A barca escola tem problemas sim, e está furada. Mas não há como nem onde atracar

para fazer os devidos reparos; o grande desafio é fazê-los enquanto ela está navegando, sem

permitir que ela naufrague. Alunos e professores devem se alternar nos papeis de condutores e

passageiros nessa barca, nem jovens alunos devem ignorar os saberes dos professores nem os

professores devem ignorar os saberes dos jovens alunos.

Fazer alunos e professores produzirem informações e compartilhá-las é um bom

caminho para fazer a escola se tornar mais viva e convidar os sujeitos dela a não se

assujeitarem, mas a produção deve ser de coisas diferentes, não se deve produzir “mais do

mesmo” (PRETTO, 2008); deve-se construir uma pedagogia das diferenças. A função de

elaborar essa nova carta de navegação não pode continuar a ser delegada a empresas

educacionais que buscam satisfazer o mercado. Os produtos desenvolvidos e oferecidos por

elas são criados e alimentados por indivíduos que ignoram as verdadeiras necessidades

humanas e não procuram fazer da barca escola um guia para se aventurar em outras rotas que

possam libertar os tripulantes da interminável viagem rumo ao nada que é ditada pela

modernidade líquida em que se insere a sociedade do espetáculo.

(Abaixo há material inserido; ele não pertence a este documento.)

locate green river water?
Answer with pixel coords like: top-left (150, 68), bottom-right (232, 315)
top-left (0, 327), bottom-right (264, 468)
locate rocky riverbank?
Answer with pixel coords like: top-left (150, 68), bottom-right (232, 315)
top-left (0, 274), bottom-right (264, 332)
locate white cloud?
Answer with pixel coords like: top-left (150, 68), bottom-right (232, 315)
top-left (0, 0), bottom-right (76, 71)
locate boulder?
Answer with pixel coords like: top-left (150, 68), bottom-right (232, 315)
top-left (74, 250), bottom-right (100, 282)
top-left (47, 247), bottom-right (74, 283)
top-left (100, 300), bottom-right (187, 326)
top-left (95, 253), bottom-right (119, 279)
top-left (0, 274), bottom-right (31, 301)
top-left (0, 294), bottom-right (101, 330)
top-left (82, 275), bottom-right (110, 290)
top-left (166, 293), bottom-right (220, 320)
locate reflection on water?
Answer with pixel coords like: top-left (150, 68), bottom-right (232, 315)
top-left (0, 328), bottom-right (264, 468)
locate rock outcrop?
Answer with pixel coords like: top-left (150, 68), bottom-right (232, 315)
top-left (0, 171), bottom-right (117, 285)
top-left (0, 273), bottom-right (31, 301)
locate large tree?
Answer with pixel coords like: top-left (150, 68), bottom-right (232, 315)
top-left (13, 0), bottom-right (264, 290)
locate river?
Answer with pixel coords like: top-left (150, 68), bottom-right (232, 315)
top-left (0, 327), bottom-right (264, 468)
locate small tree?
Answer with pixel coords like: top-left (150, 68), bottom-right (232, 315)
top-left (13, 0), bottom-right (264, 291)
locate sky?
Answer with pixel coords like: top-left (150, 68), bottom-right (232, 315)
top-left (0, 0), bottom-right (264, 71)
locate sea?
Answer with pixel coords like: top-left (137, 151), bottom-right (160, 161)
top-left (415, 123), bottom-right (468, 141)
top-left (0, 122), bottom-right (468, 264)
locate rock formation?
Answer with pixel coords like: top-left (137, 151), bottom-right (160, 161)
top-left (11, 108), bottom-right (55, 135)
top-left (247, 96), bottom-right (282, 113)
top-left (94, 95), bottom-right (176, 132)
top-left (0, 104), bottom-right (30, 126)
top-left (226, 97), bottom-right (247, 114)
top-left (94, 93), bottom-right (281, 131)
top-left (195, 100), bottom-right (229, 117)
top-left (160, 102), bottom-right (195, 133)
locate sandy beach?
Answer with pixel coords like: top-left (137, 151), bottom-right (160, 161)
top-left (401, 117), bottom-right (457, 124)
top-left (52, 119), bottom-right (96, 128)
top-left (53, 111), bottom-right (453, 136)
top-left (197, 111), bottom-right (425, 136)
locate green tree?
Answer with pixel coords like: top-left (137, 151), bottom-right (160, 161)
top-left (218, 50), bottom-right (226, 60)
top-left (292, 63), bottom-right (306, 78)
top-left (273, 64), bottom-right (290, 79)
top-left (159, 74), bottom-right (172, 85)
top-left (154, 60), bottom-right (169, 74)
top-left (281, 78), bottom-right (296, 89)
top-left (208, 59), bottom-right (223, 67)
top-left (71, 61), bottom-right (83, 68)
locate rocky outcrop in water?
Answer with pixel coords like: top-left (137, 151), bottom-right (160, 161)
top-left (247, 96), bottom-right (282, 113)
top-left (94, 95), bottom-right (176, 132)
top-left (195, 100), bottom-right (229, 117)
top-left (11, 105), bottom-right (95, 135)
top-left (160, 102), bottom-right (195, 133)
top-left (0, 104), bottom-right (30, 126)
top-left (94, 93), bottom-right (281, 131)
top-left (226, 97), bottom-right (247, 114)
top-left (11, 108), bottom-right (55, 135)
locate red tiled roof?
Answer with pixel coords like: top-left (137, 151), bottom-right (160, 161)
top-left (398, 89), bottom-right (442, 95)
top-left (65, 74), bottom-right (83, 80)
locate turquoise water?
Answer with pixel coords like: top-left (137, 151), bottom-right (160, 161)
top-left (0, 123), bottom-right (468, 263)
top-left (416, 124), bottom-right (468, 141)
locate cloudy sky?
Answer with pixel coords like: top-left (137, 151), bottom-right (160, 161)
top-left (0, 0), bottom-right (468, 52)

Os jovens alunos pesquisados mostram que suas preocupações existenciais estão

bastante relacionadas com o consumo e com o lazer; e mostraram que para isso precisam de

um emprego. São convidados a “surfar” no consumo alienado e na fuga da solitude “sublime

condição na qual a pessoa pode „juntar pensamentos‟, ponderar, refletir sobre eles, criar – e,

assim, dar sentido e substância à comunicação” (BAUMAN, 2011). Sem uma escola que

dialogue mais com essa realidade e a questione, dificilmente encontraremos saída ou chegada

que tragam mais tranquilidade aos seres humanos.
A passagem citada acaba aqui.